Creole Cheesecake

Serve this Creole Cheesecake with strawberries for a fresh springtime dessert. 

Creole Cheesecake
Yields: 1 (9-inch) Cheesecake
  • 1½ cups graham cracker crumbs
  • 2 cups sugar, divided
  • 1 teaspoon kosher salt, divided
  • 5 tablespoons unsalted butter, melted
  • 5 (8-ounce) packages cream cheese, softened
  • 2 teaspoons vanilla extract, divided
  • 4 large eggs
  • 1½ cups sour cream, divided
  • 1½ cups Creole Cream Cheese (recipe follows)
  • 1 teaspoon lemon zest
  1. Preheat oven to 350°.
  2. In a large bowl, stir together cracker crumbs, ¼ cup sugar, ½ teaspoon salt, and melted butter. Press mixture into bottom and 1-inch up sides of a 9-inch springform pan. Place pan on a rimmed baking sheet, and bake until set, 12 to 15 minutes. When cool, wrap the bottom in foil and place in a roasting pan.
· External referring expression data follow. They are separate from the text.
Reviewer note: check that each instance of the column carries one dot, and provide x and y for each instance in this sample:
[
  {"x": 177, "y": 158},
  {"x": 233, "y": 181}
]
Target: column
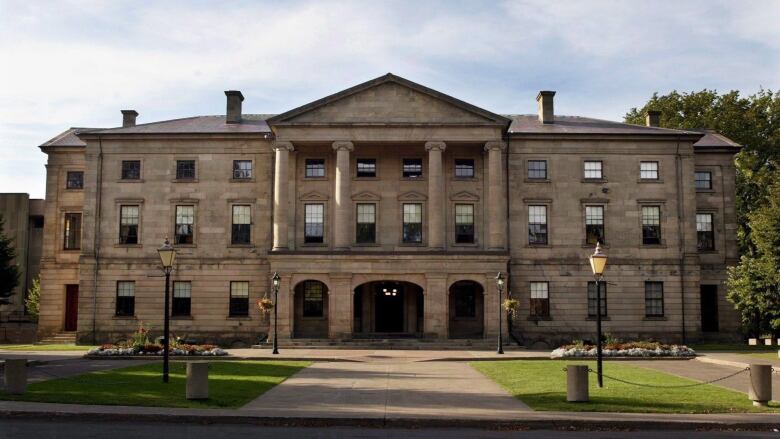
[
  {"x": 497, "y": 198},
  {"x": 436, "y": 214},
  {"x": 343, "y": 196},
  {"x": 281, "y": 193}
]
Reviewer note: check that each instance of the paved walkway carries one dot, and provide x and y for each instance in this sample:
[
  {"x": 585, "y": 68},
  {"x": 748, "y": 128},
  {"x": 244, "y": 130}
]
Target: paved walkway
[{"x": 388, "y": 389}]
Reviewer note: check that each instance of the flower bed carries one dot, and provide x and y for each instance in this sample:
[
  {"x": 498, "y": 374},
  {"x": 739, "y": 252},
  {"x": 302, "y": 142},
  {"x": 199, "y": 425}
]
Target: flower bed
[{"x": 636, "y": 349}]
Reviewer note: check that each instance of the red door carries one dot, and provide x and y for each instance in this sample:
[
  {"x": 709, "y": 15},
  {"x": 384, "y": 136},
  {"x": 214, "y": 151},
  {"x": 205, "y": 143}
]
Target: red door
[{"x": 71, "y": 307}]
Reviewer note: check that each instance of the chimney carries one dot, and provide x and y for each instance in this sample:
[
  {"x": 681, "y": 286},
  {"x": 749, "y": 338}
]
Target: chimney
[
  {"x": 234, "y": 106},
  {"x": 653, "y": 118},
  {"x": 128, "y": 118},
  {"x": 545, "y": 106}
]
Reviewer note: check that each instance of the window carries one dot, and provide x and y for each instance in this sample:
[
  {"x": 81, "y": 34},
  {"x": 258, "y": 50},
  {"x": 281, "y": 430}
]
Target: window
[
  {"x": 592, "y": 298},
  {"x": 654, "y": 299},
  {"x": 412, "y": 223},
  {"x": 648, "y": 170},
  {"x": 704, "y": 233},
  {"x": 464, "y": 168},
  {"x": 464, "y": 223},
  {"x": 131, "y": 169},
  {"x": 185, "y": 220},
  {"x": 315, "y": 168},
  {"x": 593, "y": 170},
  {"x": 125, "y": 298},
  {"x": 540, "y": 299},
  {"x": 313, "y": 298},
  {"x": 182, "y": 298},
  {"x": 128, "y": 224},
  {"x": 594, "y": 224},
  {"x": 239, "y": 299},
  {"x": 537, "y": 169},
  {"x": 314, "y": 223},
  {"x": 72, "y": 232},
  {"x": 412, "y": 168},
  {"x": 75, "y": 180},
  {"x": 185, "y": 169},
  {"x": 242, "y": 169},
  {"x": 366, "y": 224},
  {"x": 242, "y": 225},
  {"x": 651, "y": 225},
  {"x": 704, "y": 180},
  {"x": 366, "y": 167},
  {"x": 537, "y": 225}
]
  3. Reduce oven temperature to 325°. In the bowl of a stand mixer fitted with the whisk attachment, beat cream cheese at medium-high speed until fluffy, 5 to 8 minutes. Add 
1½ cups sugar, 1 teaspoon vanilla, and remaining ½ teaspoon salt, beating to combine. Add eggs, one at a time, beating just until combined after each addition. Add 1 cup sour cream, and beat to combine.
  4. Pour mixture into cooled crust. Place cheesecake in the oven, and add hot water to the roasting pan until it reaches halfway up the cake. Bake until center is set, 1½ to 2 hours. Remove pan from water, and let cool 20 minutes. Run a knife around edges of cheesecake to release sides. Let stand until cool, at least 1 hour. 5. Increase the oven temperature to 450°. Combine Creole Cream Cheese, remaining ½ cup sour cream, ¼ cup sugar, and 1 teaspoon vanilla in a blender, and blend on high speed until smooth. Stir in lemon zest. 
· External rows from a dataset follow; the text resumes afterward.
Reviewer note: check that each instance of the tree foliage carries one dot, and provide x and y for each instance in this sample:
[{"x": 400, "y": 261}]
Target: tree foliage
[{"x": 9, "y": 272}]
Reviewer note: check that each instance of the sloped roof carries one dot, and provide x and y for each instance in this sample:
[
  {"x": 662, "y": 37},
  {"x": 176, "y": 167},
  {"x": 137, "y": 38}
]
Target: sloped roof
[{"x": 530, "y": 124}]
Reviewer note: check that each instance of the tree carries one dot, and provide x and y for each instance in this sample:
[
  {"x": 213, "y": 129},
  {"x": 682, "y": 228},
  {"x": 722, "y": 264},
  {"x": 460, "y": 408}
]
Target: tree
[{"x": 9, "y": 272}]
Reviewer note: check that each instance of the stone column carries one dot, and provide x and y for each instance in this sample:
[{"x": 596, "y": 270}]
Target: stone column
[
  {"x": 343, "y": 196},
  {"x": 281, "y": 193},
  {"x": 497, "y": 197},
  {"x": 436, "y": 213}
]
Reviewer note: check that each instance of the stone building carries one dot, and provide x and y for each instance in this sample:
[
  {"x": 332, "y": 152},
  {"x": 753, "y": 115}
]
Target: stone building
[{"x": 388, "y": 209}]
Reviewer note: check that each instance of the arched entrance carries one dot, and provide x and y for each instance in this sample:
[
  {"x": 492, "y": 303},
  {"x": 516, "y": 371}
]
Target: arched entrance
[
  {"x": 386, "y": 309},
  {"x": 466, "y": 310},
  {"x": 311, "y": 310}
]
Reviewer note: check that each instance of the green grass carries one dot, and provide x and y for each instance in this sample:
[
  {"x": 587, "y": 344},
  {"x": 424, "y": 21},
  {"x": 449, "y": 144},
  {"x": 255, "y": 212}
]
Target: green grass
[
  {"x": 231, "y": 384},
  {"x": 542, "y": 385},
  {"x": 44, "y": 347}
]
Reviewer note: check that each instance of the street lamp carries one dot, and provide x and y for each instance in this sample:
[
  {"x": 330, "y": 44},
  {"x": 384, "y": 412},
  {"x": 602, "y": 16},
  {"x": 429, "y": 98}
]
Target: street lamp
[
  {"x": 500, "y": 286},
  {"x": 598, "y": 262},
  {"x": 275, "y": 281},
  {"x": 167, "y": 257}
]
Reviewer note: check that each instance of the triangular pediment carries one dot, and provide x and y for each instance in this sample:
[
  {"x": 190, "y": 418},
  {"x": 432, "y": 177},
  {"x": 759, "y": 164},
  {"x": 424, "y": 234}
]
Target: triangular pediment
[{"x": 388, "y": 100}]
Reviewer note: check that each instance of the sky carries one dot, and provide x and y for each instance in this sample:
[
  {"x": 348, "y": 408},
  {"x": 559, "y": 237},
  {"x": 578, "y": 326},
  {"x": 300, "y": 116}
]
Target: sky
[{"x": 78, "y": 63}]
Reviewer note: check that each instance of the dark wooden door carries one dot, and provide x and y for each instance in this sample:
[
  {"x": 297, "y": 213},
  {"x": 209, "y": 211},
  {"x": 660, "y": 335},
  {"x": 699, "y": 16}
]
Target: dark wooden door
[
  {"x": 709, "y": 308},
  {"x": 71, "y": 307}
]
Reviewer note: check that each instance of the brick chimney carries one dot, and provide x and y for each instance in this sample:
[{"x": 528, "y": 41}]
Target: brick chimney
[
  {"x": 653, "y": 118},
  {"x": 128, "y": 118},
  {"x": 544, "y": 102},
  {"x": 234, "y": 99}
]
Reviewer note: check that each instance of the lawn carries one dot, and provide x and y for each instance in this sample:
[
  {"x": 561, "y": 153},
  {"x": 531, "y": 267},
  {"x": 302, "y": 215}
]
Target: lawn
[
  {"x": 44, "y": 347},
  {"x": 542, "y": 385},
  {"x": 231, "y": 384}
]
Pour Creole Cream Cheese mixture over cake, and smooth with a knife 
or offset spatula. Bake for 
10 minutes. Let cool completely at room temperature before refrigerating. Refrigerate at least 
8 hours before serving.
Note: To freeze, wrap cheesecake tightly with heavy-duty foil or plastic wrap, 
or place in a heavy-duty resealable plastic bag.

Creole Cream Cheese
Yields: 3 Cups
  • 1 gallon skim milk, room temperature (70° to 80°)
  • ½ cup low-fat buttermilk
  • ½ teaspoon liquid rennet
  1. In a large nonreactive bowl, combine milk, buttermilk, and 
rennet, and stir constantly for 
1 minute. Cover with plastic wrap or cheesecloth, and let stand undisturbed at room temperature (70° to 80°) for 16 to 24 hours. 
The longer the mixture sits, the 
firmer the cheese will be.
  2. Line a large colander with cheesecloth, and place in a large bowl. Ladle curds into lined colander. Refrigerate at least 6 to 8 hours. Cheese will become firmer as more liquid drains. Creole cream cheese will keep, refrigerated, up to 2 weeks.